Based on the origin structure and morphological features found in the present study, it is necessary to consider the second and fifth digits and the third and fourth digits separately, because the origins of the second and fifth digits and of the third and fourth digits were different, and the features of muscle contraction of the second and fifth digits and of the third and fourth digits were different. In the future, it will be necessary to clarify whether muscle contractions of the second and fifth digits and of the third and fourth digits contribute to stabilization against elbow valgus stress. Furthermore, it is necessary to create effective FDS exercises based on this study, because there are a few studies regarding the methods of exercise of the FDS [13].

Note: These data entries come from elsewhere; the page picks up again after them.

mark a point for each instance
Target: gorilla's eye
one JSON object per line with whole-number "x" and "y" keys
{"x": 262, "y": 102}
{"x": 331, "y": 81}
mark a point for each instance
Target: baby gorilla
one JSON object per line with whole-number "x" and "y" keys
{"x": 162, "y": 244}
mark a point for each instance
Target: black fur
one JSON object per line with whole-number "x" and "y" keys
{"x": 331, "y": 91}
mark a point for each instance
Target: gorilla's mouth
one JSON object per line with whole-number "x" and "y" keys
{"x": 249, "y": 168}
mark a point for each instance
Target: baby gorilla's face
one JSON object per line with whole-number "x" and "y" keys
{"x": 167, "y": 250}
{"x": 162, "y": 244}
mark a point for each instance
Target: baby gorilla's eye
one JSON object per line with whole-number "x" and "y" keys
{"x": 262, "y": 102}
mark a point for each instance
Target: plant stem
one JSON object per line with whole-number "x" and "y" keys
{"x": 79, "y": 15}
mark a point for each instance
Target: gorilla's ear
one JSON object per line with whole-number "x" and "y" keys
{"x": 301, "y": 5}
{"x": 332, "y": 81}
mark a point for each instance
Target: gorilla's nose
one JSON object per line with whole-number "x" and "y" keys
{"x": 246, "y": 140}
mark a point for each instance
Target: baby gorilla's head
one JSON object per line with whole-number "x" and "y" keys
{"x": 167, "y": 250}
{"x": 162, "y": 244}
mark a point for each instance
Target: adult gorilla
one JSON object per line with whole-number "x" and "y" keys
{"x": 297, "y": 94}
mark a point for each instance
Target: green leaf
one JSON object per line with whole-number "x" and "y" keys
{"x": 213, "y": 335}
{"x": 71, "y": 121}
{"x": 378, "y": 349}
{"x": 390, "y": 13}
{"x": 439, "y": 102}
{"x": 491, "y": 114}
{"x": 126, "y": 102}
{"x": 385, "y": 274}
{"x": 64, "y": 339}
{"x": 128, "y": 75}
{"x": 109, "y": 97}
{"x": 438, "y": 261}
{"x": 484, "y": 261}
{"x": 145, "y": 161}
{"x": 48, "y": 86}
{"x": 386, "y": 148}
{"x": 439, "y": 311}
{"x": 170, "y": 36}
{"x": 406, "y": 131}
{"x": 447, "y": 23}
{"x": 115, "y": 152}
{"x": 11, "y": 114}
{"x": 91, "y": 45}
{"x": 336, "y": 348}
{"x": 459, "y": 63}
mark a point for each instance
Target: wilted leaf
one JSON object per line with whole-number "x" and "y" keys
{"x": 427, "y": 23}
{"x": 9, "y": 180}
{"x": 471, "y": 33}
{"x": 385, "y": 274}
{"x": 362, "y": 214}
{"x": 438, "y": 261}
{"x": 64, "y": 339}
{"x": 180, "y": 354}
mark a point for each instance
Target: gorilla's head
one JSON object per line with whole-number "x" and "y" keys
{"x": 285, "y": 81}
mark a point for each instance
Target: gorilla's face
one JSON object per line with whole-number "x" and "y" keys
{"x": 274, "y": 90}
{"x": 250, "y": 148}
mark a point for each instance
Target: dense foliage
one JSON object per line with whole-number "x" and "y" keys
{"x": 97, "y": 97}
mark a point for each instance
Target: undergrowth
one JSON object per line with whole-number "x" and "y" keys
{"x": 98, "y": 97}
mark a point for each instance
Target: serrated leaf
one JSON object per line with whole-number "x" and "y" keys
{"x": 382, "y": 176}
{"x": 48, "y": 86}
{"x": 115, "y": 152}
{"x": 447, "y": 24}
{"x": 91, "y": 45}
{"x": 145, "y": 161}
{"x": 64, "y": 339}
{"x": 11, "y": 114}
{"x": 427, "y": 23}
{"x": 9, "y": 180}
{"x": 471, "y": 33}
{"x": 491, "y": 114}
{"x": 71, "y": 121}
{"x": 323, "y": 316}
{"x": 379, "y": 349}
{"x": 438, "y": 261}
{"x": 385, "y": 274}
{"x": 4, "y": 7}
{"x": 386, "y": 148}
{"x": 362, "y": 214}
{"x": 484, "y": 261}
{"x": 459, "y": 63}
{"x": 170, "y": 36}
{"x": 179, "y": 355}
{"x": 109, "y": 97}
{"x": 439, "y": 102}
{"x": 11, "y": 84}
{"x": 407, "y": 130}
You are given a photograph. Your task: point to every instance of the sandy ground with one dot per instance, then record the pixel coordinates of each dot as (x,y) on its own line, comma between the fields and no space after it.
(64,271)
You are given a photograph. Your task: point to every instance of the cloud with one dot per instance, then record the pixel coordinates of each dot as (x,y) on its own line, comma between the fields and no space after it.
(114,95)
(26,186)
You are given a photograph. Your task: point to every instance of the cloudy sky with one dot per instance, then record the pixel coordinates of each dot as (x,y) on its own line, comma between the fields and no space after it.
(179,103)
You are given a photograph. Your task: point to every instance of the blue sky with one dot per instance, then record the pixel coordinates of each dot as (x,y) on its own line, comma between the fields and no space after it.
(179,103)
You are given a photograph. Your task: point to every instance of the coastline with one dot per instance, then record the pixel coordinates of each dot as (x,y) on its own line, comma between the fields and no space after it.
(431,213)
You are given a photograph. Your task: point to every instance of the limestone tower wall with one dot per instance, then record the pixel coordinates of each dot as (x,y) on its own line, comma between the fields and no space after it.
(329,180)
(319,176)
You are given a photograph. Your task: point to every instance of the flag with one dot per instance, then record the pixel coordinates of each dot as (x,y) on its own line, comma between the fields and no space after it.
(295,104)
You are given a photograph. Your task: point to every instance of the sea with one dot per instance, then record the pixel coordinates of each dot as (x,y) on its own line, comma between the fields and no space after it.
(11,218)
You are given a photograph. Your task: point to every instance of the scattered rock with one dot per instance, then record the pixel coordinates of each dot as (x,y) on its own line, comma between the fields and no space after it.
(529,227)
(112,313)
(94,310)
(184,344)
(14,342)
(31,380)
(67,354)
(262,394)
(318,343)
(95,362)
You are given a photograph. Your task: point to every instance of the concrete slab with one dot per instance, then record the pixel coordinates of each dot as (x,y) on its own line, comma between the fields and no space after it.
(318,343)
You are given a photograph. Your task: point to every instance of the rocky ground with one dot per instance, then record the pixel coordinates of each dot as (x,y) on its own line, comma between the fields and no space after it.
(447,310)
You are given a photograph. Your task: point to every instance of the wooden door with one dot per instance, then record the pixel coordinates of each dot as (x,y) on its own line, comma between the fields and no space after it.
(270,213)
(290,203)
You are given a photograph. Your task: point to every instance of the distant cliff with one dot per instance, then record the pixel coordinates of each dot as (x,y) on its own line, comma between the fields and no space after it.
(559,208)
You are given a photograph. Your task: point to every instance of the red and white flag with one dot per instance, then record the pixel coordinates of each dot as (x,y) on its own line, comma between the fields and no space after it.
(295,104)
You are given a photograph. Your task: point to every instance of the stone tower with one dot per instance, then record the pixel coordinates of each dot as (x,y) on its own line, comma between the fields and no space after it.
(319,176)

This study has three limitations. First, histological examinations could not be performed. Hoshika et al. [14] reported that the AOL could be interpreted as part of the complex including the tendinous septa and deep aponeurosis of the FDS. Because only gross anatomical examination was performed, soft tissue that could not be included in the AOL, the ACT, and PCT were considered “other soft tissues”. Second, measurement of muscle fiber bundle length could not be normalized to sarcomere length. A previous study reported that muscle fiber bundle length depends on the fixed position of the joint, so that normalization by sarcomere length is required [8]. However, in most cadavers used in the present study, the elbow was in a slightly flexed position and a forearm pronated position. This study examined only the FDS, and comparison was performed within the same muscle. Therefore, it is considered that the comparison was performed under the same conditions. Third, regarding the variation of the FDS, Belbl et al. [3] reported that there were cases of an absent flexor digitorum profundus muscle and variant FDS. However, no such cases were found in the current study. In the future, an increased number of samples will need to be examined.

Conclusion

In all cases, the third and fourth digits of the FDS originated from the radius, the ACT, and the PCT, with one muscle belly that divided into the third digit of the FDS and the fourth digit of the FDS. On the other hand, a difference was observed in the second and fifth digits of the FDS. One type originated from the ACT, the PCT, the AOL, and the capsule of the elbow and divided into the second digit of the FDS and the fifth digit of the FDS, whereas in another type, the muscle fibers originated from the tendon that connected to the ACT and became the tendinous insertion of the second digit of the FDS, and the muscle fibers originated from the ACT, the PCT, the AOL, and the capsule of the elbow and became the tendinous insertion of the fifth digit of the FDS.

Therefore, the contraction of the second and fifth digits or an independent fifth digit may cause tension in the AOL, because they originate from the AOL.